4. Discussion and conclusion In the development and implementation steps of compression algorithms the objective measures used for assessment are NMSE and PSNR. These measures have a ‘global’ character, not providing information regarding the type of loss (i.e. spatial frequency and location) in the compressed image, and do not correlate well with the visual appearance and impression of the images when presented to human observers [29]. This study presents a set of quantitative measurements for compression assessment, based on parameters adopted from medical image quality concepts. This type of assessment is easy to perform and repeat as many times as necessary, and no expert observers are required.
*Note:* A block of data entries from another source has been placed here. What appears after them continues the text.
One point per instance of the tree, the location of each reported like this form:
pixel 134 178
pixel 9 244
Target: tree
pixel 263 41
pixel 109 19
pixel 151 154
The types of patterns included in the test images are directly related to medical image quality parameters and their characteristics can be adapted to the requirements of a certain imaging modality and clinical study (i.e. resolution, type/size of finding, noise level). This assessment is envisaged as a preliminary step for compression assessment during development of a compression algorithm and, afterwards, in the efficient planning of a ROC study with respect to range of interest of compression ratios. This can considerably reduce the total number of images required for an observer performance study.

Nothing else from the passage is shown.